Mike Williams
- Full name: Michael Patrick Williams
- Born: 4 November 1991 (age 34) Bulawayo, Zimbabwe
- Height: 1.96 m (6 ft 5 in)
- Weight: 118 kg (18 st 8 lb; 260 lb)
- School: Christian Brothers College

Rugby union career
- Position: Lock/Flanker

Youth career
- 2010–2011: Sharks
- 2012: Blue Bulls

Amateur team(s)
- Years: Team / Apps / (Points)
- 2012–2013: UP Tuks / 16 / (5)

Senior career
- Years: Team / Apps / (Points)
- 2011: Sharks (Currie Cup) / 0 / (0)
- 2012–2013: Blue Bulls / 3 / (0)
- 2013–2015: Worcester Warriors / 51 / (10)
- 2015–2019: Leicester Tigers / 80 / (10)
- 2019-2022: Bath / 51 / (5)
- 2022-2023: Exeter Chiefs / 7 / (0)
- 2023: Leicester Tigers / 5 / (0)
- 2023-2025: Kurita Water Gush Akishima / 14 / (0)
- Correct as of 4 November 2023

= Mike Williams (rugby union) =

Zimbabwean rugby union player (born 1991)

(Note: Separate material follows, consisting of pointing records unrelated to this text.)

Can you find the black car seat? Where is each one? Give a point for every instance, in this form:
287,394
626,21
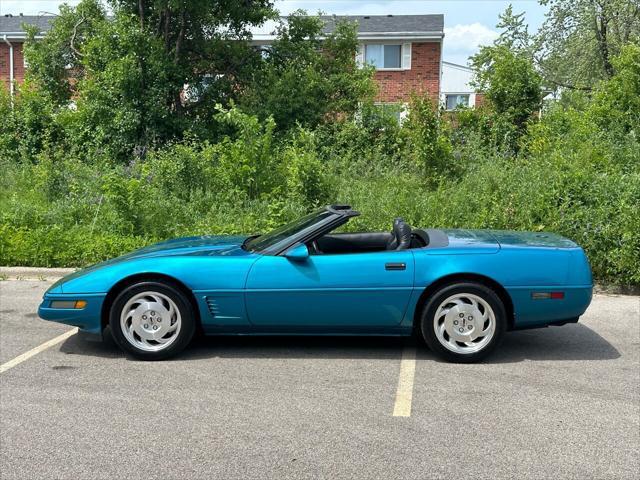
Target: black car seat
401,236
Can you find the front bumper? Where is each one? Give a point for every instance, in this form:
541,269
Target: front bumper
87,319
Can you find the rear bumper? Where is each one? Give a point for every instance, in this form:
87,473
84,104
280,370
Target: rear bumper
531,312
87,319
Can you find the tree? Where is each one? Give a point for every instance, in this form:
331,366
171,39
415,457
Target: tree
129,72
308,77
579,38
616,105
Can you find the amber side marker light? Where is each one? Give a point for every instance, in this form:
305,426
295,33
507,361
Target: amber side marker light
75,304
547,295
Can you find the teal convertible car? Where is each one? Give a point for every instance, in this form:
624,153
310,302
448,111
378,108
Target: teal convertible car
461,290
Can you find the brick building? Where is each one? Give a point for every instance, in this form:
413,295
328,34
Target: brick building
12,37
404,49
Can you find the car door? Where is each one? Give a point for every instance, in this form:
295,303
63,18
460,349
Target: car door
335,292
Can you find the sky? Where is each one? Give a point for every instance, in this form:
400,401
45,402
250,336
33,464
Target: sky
468,23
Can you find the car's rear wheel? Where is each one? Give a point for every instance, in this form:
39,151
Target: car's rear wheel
463,322
152,320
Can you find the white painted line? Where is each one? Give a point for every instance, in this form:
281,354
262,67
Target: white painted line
34,351
404,394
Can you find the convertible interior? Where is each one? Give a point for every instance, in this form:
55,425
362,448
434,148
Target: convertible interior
401,237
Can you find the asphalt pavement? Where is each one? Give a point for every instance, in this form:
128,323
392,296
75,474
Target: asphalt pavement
554,403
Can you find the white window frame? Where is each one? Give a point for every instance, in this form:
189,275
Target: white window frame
470,102
405,55
403,109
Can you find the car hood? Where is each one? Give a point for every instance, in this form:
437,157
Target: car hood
219,245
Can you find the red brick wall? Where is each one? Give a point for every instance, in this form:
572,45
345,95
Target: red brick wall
424,76
18,63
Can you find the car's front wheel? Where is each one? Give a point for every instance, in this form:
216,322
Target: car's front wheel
152,320
463,322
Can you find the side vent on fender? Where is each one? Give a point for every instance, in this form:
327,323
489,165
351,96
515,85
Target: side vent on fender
212,305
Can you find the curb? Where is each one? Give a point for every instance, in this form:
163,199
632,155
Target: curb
33,273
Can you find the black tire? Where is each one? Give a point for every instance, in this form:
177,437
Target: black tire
182,304
427,327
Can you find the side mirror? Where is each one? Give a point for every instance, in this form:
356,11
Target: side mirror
298,253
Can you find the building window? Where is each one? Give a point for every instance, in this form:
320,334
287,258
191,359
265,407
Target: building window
397,111
264,50
456,101
384,56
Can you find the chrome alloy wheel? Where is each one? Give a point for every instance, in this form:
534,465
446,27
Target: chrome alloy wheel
464,323
150,321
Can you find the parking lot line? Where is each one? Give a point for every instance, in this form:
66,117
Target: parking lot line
34,351
404,394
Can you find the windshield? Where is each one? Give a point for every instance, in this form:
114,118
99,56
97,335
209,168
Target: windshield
263,242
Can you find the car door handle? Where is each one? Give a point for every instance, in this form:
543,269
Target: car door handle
395,266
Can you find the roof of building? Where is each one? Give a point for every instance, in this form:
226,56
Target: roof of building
11,25
369,26
378,24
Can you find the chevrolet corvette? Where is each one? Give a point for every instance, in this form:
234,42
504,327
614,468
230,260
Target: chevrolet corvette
459,290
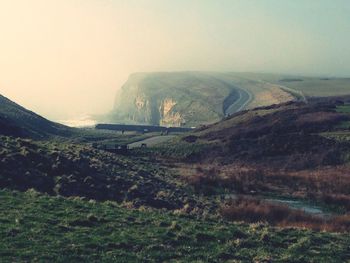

Michael Patrick Williams (born 4 November 1991, in Bulawayo) is a Zimbabwean rugby player. He previously played for Leicester Tigers, Exeter Chiefs and Bath in Premiership Rugby, and for Worcester Warriors in the RFU Championship. He plays primarily as a lock but he can also play at flanker.

==Career==
In 2010 and 2011, he captained the Sharks at age-group level in South Africa before playing with Tuks and the Pretoria-based Blue Bulls in 2012 and 2013. He enjoyed an outstanding 2013 Varsity Cup campaign, winning man of the match in the semi-final against .

He moved to England to join Worcester Warriors on a two-year deal.
On 1 February 2015, Williams would leave Worcester for Premiership Rugby side Leicester Tigers from the 2015–2016 season.

On 18 January 2019, Williams would leave Leicester to join Premiership rivals Bath from the 2019–20 season.

Williams received his first call up to the senior England squad by coach Eddie Jones on 1 August 2016 for a pre-season training squad. On 30 September 2016 he was named in the Test squad for the Autumn Internationals. However he was subsequently ruled out of the Tests after breaking his arm.

On 4 July- 2023, Williams re-signed with Leicester Tigers on a short term deal. He left the club in November.